Projecting forward, the more interesting consequence is competitive. A 30-plus-laptop, 10-plus-desktop wave from essentially every major OEM in a single season is a different cadence from how Arm Windows PCs rolled out before. If even a fraction of those devices land and independent benchmarks hold up, on-device inference stops being a niche enthusiast story and becomes a procurement option IT departments have to price against cloud. The teams that benefit first are the ones that have already done the self-hosting homework — our guide to self-hosting open-weight LLMs maps the deployment decisions this hardware makes cheaper, and the 120B-class models it targets are the same scale as releases like NVIDIA Nemotron 3 Super 120B.
The launch wave · planned RTX Spark ecosystem
Source: NVIDIA projections (vendor-stated counts, not shipped-device tallies)The caveat that should govern every line above: this is a launch announcement, not a shipping-product review. The decisive questions — real token throughput on a 120B model, sustained thermals on a 14 mm laptop, OpenShell's stability under load, and actual retail pricing — are all unanswered until devices reach reviewers in fall 2026. The right posture is to track it closely and plan evaluations, not to rearchitect around vendor figures. If you want help modeling whether on-device agents fit your stack, that is exactly the kind of comparative work our AI transformation engagements begin with.
09 — ConclusionA credible bet, with the receipts still pending.
On-device agents just got a serious platform — now they need independent benchmarks.
RTX Spark is the most consequential consumer-AI hardware announcement of the season: a single superchip that pairs a Blackwell GPU with a 20-core Grace CPU and up to 128 GB of unified memory, with a credible story for running 120B-class agents locally and an open-source security runtime — OpenShell — built to keep those agents sandboxed and privacy-respecting.
The honest framing is the useful one.
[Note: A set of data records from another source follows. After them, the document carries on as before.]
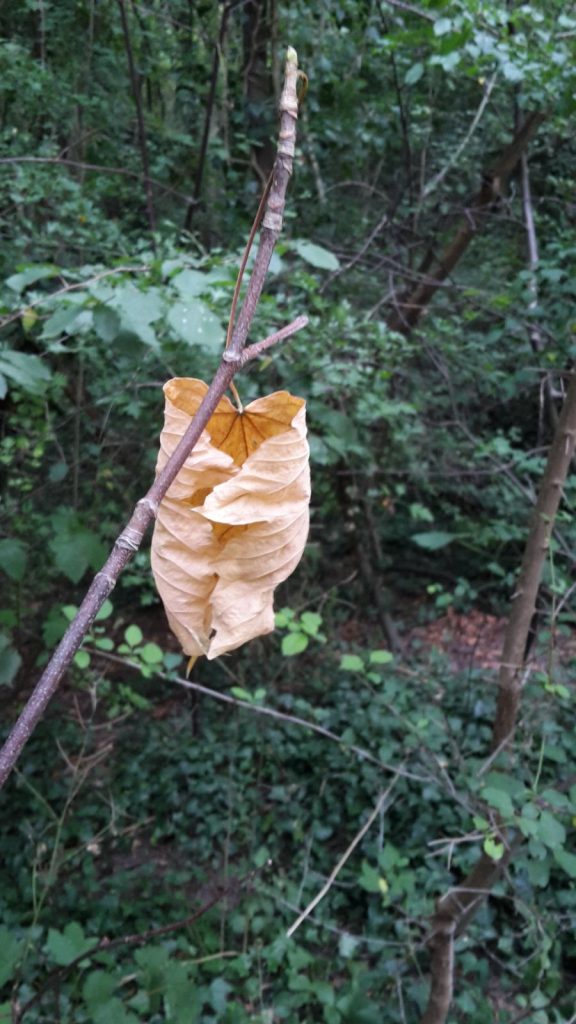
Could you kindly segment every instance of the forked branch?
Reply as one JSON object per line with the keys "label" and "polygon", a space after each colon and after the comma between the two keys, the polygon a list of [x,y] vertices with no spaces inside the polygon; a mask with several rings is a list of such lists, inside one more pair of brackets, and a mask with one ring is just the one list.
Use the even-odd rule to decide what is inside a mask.
{"label": "forked branch", "polygon": [[198,412],[191,420],[188,430],[171,459],[156,477],[148,493],[137,503],[128,525],[117,538],[103,568],[94,577],[78,609],[76,618],[70,623],[22,714],[6,740],[4,747],[0,750],[0,787],[3,786],[10,775],[24,745],[32,735],[49,701],[58,689],[62,676],[90,629],[96,614],[116,585],[116,581],[125,565],[133,553],[140,547],[146,530],[156,516],[158,505],[198,442],[218,402],[230,386],[232,378],[246,362],[256,358],[264,349],[282,341],[290,334],[294,334],[295,331],[301,330],[308,322],[306,317],[298,317],[287,327],[284,327],[264,341],[256,342],[255,345],[251,345],[248,348],[245,347],[274,246],[282,229],[286,189],[292,174],[296,146],[296,121],[298,117],[297,80],[298,58],[296,51],[289,47],[286,55],[284,89],[280,98],[278,152],[262,220],[260,243],[254,260],[252,274],[246,288],[244,302],[242,303],[232,333],[231,344],[225,351],[216,375],[208,388]]}

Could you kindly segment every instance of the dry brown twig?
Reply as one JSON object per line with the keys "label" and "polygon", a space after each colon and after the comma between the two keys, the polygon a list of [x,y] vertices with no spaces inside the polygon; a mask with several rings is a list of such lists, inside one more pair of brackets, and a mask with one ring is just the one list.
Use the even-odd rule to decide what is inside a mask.
{"label": "dry brown twig", "polygon": [[306,326],[305,316],[297,317],[291,324],[276,331],[263,341],[246,347],[256,308],[264,287],[264,280],[270,265],[274,246],[282,229],[286,190],[292,174],[296,148],[296,122],[298,118],[298,57],[289,47],[286,54],[284,89],[280,97],[280,132],[278,151],[272,172],[270,193],[264,210],[260,241],[254,266],[246,288],[246,294],[230,345],[222,355],[222,361],[206,396],[193,417],[176,451],[152,484],[148,493],[140,499],[128,525],[118,536],[114,547],[99,573],[94,577],[88,592],[78,609],[76,618],[68,627],[44,673],[28,699],[24,710],[12,729],[2,750],[0,750],[0,787],[6,782],[26,742],[40,721],[46,707],[54,696],[62,676],[69,667],[74,654],[90,629],[98,610],[116,585],[118,577],[135,551],[138,550],[144,534],[155,518],[158,505],[166,491],[180,472],[190,452],[206,427],[220,399],[230,386],[233,377],[243,366],[255,359],[265,349],[289,337]]}

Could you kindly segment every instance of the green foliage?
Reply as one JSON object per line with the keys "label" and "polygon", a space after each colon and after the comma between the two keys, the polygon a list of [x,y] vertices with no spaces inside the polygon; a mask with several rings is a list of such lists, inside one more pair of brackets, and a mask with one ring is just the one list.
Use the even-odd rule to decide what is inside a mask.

Every performance figure — 1 petaflop of FP4, the 120B local model, the bandwidth and inference speedups — is a vendor claim on pre-production hardware. The bandwidth numbers in particular are routinely conflated across coverage: 600 GB/s is the NVLink-C2C interconnect, not the ~273–300 GB/s LPDDR5X memory bus, and that distinction governs real inference throughput. OpenShell's 0.0.x versioning signals early software, and pricing is unannounced ahead of a fall 2026 launch.
The broader signal is the one to act on: the industry is moving the agent from the cloud to the desk. If RTX Spark's claims survive independent testing, the question for teams stops being "can we run a serious model locally" and becomes "which workloads should live on-device for control and cost, and which still belong in the cloud." The right move now is to plan that evaluation — not to buy the headline.